Blockchain has been on banks’ radars and many of them have started exploring ways to incorporate it in their day-to-day operations. In fact, according to a report by Accenture in 2016, 90% of the major North American and European Banks are looking into ways to use blockchain for payments. For example, Swiss bank UBS Group AG (USA) (NYSE:UBS) developed a “Utility Settlement Coin” in 2016, which represents a digital cash equivalent of each of the major currencies backed by central banks. Last year, Japanese and South Korean banks started testing blockchain-based virtual fund transfers in partnership with Ripple, a San Francisco fintech startup that has its own cryptocurrency called XRP. A number of major banks, including Deutsche Bank, HSBC, KBC, Natixis, Rabobank, Société Générale and UniCredit have signed a Memorandum of Understanding that suggests they are working together on a product called Digital Trade Chain, which uses blockchain technology to connect all parties involved in international trade. International Business Machines Corp (NYSE:IBM), one of the leading tech companies in blockchain space, has been selected to work on DTC. In addition, International Business Machines Corp (NYSE:IBM) and UBS Group AG (USA) (NYSE:UBS) have launched a project called Batavia and have partnered with Bank of Montreal, Caixabank Erste Bank and Commerzbank. Batavia represents a global system for trade finance, which uses blockchain technology to track goods and automatically release payments aas they move around the world.
The ascension of blockchain technology has also paved way for new fintech startups to occupy new niches. In addition, the popularity of cryptocurrencies has created a new way for these startups to raise money through Initial Coin Offerings (ICO). ICOs allow startups to release tokens and sell them to the public. In turn, tokens can be later sold or used as payment for products and services offered on the startup’s platform. The newly created ICO market is gaining a lot of ground with more than $1.5 billion raised by various companies in the first six months of 2017 alone.
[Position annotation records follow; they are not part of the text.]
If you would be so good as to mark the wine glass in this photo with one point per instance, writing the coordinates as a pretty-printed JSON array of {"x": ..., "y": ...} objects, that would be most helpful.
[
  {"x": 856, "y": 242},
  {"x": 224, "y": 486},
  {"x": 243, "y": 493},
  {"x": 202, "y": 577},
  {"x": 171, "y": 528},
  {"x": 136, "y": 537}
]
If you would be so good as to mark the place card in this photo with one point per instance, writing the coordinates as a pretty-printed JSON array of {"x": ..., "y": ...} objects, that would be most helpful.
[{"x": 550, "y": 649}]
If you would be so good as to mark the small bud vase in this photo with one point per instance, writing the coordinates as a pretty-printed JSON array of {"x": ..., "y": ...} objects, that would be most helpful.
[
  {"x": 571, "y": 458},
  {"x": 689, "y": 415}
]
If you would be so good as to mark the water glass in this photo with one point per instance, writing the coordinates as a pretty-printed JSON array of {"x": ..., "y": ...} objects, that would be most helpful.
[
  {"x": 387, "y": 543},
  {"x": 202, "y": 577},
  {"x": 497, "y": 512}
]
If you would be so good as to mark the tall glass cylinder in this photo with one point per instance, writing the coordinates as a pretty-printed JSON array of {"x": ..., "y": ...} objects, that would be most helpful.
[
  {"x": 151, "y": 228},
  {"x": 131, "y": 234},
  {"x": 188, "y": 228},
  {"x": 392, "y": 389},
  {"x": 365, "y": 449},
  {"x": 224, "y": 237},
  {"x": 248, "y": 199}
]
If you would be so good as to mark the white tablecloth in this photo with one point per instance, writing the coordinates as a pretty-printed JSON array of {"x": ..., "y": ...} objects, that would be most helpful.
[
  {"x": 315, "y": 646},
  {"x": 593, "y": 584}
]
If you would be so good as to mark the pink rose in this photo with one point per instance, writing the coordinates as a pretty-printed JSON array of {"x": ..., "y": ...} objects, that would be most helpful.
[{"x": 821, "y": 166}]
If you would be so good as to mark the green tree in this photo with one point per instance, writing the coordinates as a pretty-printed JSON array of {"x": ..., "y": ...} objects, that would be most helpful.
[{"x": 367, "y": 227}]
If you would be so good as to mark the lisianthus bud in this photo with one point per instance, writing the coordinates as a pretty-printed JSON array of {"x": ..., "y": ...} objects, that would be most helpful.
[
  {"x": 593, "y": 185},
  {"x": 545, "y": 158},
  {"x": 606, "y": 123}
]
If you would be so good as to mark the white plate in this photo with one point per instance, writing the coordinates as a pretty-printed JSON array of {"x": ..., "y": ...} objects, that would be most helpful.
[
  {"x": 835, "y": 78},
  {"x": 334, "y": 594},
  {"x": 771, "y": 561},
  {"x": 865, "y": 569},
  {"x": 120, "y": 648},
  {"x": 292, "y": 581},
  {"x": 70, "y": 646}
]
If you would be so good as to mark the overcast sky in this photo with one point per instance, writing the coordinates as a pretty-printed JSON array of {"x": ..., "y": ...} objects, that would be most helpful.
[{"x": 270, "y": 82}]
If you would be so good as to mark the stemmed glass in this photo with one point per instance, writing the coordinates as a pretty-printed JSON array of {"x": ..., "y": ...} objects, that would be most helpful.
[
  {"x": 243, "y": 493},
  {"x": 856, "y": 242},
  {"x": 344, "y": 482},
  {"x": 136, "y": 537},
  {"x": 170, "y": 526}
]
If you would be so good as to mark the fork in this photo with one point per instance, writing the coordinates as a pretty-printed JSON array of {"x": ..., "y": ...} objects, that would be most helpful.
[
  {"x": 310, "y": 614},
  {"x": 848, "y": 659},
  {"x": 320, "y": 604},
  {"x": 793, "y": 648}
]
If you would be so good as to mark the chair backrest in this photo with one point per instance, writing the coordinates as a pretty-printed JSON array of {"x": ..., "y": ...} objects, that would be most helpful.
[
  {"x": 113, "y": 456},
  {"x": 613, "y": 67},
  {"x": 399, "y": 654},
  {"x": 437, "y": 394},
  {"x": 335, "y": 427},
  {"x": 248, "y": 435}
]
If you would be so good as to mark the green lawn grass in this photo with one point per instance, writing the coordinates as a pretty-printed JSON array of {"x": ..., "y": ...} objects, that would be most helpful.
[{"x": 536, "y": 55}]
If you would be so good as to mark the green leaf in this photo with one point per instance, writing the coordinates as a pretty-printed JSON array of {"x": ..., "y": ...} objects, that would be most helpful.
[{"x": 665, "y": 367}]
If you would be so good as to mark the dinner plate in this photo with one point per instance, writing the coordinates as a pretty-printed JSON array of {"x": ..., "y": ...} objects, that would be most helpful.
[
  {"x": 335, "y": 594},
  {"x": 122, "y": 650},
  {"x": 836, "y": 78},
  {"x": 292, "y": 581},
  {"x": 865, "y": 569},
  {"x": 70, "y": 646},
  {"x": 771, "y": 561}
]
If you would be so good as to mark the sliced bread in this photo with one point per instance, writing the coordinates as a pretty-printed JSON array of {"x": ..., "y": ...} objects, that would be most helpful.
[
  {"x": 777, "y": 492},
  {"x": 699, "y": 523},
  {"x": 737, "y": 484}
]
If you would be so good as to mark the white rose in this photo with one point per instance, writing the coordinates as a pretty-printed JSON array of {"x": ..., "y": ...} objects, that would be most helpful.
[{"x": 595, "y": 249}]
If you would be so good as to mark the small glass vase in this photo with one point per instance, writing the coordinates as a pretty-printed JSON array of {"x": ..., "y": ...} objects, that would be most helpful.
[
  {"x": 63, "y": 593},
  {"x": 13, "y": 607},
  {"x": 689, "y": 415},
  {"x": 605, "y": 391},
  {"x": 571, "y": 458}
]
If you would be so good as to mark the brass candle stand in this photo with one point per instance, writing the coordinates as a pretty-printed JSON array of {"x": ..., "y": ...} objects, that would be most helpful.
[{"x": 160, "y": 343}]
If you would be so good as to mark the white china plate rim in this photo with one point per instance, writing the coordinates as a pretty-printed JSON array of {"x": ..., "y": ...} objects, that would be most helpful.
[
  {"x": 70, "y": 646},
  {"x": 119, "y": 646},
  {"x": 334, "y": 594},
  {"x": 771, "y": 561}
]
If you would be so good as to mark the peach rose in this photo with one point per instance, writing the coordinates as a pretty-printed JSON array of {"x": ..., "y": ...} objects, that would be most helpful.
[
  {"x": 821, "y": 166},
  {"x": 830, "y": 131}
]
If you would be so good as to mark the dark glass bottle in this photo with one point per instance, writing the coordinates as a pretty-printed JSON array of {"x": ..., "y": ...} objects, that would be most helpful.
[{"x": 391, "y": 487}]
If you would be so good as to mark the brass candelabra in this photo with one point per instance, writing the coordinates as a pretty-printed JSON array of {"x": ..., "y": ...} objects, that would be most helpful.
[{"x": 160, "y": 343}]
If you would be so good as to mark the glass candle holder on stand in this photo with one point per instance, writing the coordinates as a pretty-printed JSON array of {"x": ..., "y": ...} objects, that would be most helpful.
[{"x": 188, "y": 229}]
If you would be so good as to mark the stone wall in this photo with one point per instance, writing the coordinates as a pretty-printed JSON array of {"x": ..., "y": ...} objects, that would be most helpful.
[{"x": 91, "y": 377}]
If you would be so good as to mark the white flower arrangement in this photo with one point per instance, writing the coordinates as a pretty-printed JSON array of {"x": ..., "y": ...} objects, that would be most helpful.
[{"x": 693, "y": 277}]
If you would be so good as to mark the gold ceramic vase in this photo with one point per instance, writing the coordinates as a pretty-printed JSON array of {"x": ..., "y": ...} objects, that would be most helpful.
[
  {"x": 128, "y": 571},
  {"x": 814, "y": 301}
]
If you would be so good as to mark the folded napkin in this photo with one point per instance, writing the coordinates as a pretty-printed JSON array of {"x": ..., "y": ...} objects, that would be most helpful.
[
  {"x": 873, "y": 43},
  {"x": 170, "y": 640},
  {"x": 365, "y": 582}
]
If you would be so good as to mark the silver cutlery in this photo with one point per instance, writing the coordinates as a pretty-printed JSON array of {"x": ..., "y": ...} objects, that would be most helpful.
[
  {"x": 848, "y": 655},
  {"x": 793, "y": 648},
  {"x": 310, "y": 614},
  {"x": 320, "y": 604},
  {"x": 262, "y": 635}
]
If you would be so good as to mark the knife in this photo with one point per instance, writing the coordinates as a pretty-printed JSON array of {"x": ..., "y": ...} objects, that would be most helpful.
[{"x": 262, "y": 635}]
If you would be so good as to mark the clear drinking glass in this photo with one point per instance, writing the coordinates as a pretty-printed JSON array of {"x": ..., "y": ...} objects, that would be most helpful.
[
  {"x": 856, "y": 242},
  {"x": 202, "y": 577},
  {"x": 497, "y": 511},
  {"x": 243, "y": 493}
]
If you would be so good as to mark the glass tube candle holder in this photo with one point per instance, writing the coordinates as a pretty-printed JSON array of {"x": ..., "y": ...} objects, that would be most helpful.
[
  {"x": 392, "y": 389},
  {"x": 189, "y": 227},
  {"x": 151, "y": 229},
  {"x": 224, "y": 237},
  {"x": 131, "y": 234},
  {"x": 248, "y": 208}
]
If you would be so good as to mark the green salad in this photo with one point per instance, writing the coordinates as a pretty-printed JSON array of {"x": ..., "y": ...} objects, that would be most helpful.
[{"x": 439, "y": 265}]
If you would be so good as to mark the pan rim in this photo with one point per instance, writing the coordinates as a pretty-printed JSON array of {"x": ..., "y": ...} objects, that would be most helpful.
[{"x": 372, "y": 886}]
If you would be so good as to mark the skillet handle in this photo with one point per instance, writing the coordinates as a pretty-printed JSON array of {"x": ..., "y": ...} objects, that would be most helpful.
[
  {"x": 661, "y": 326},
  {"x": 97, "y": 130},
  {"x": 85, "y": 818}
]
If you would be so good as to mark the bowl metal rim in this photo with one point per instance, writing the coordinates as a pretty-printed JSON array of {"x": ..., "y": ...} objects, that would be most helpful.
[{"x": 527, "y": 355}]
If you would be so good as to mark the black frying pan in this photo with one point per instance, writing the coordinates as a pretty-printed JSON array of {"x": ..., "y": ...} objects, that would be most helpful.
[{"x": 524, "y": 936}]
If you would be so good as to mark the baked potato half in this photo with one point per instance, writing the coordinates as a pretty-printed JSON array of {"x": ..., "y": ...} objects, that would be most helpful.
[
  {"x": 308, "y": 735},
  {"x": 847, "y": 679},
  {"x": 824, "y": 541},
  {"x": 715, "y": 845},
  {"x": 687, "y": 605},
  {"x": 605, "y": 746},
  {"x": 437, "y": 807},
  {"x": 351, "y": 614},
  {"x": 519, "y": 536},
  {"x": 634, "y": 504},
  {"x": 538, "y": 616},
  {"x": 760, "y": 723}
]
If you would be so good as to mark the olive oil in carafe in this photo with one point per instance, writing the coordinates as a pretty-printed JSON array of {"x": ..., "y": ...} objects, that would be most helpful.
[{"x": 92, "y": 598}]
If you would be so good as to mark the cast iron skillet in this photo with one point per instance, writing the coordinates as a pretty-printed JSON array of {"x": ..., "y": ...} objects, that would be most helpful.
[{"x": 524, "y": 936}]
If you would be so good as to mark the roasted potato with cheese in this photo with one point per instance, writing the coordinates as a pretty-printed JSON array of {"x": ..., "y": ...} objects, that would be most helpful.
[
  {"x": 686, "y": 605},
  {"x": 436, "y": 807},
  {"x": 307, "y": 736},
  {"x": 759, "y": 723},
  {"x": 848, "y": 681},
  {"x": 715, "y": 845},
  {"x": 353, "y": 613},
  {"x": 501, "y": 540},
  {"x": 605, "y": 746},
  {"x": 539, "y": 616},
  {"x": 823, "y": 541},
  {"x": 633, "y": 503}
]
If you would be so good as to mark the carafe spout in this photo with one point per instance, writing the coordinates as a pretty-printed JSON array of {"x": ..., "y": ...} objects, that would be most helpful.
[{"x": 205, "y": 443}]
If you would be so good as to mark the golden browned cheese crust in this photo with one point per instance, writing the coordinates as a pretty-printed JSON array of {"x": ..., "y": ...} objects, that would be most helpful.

Among various fintech startups that have emerged lately, one that stands out is Forty Seven Bank. What puts UK-based Forty Seven aside from other fintech startups is that it will not only focus on blockchain-based digital banking services, but will also incorporate traditional banking, thus integrating both digital and physical banking segments. Forty Seven Bank, which is currently conducting the second stage of its ICO planning to sell up to 9.96 million Forty Seven Bank Tokens (FSBT) at a current rate of 0.00393 ETH per one FSBT token, is developing a platform that would allow third parties to develop banking applications within its infrastructure. Forty Seven plans to deploy its software infrastructure by the second quarter of this year and by the end of 2019 it plans to apply and obtain a banking license and provide full-scale banking services.
Forty Seven plans to offer its platform to other fintech startups, offering them the possibility to develop their own White Label bank or financial services institution and use the company’s existing infrastructure, which is already covered with a banking license and is complaint with the existing European and global regulations, such as the Basel III global regulatory framework and EU Payment Services Directive 2 (PSD2), which sets the legal foundation for the further development of an integrated internal market for electronic payments within the EU.
Private customers will be able to benefit from Forty Seven’s featured product, Multi-Asset Account, which is an application that can tie together several bank accounts (from different banks) with digital currency and investment accounts. Among its other traditional banking services, Forty Seven plans to offer insurance, payment and transfer services, as well as cash withdrawals at its own Smart ATMs and POS terminals that will include biometrics, allowing customers to link their credit cards or accounts to their fingerprints thus ensuring a more efficient payment process.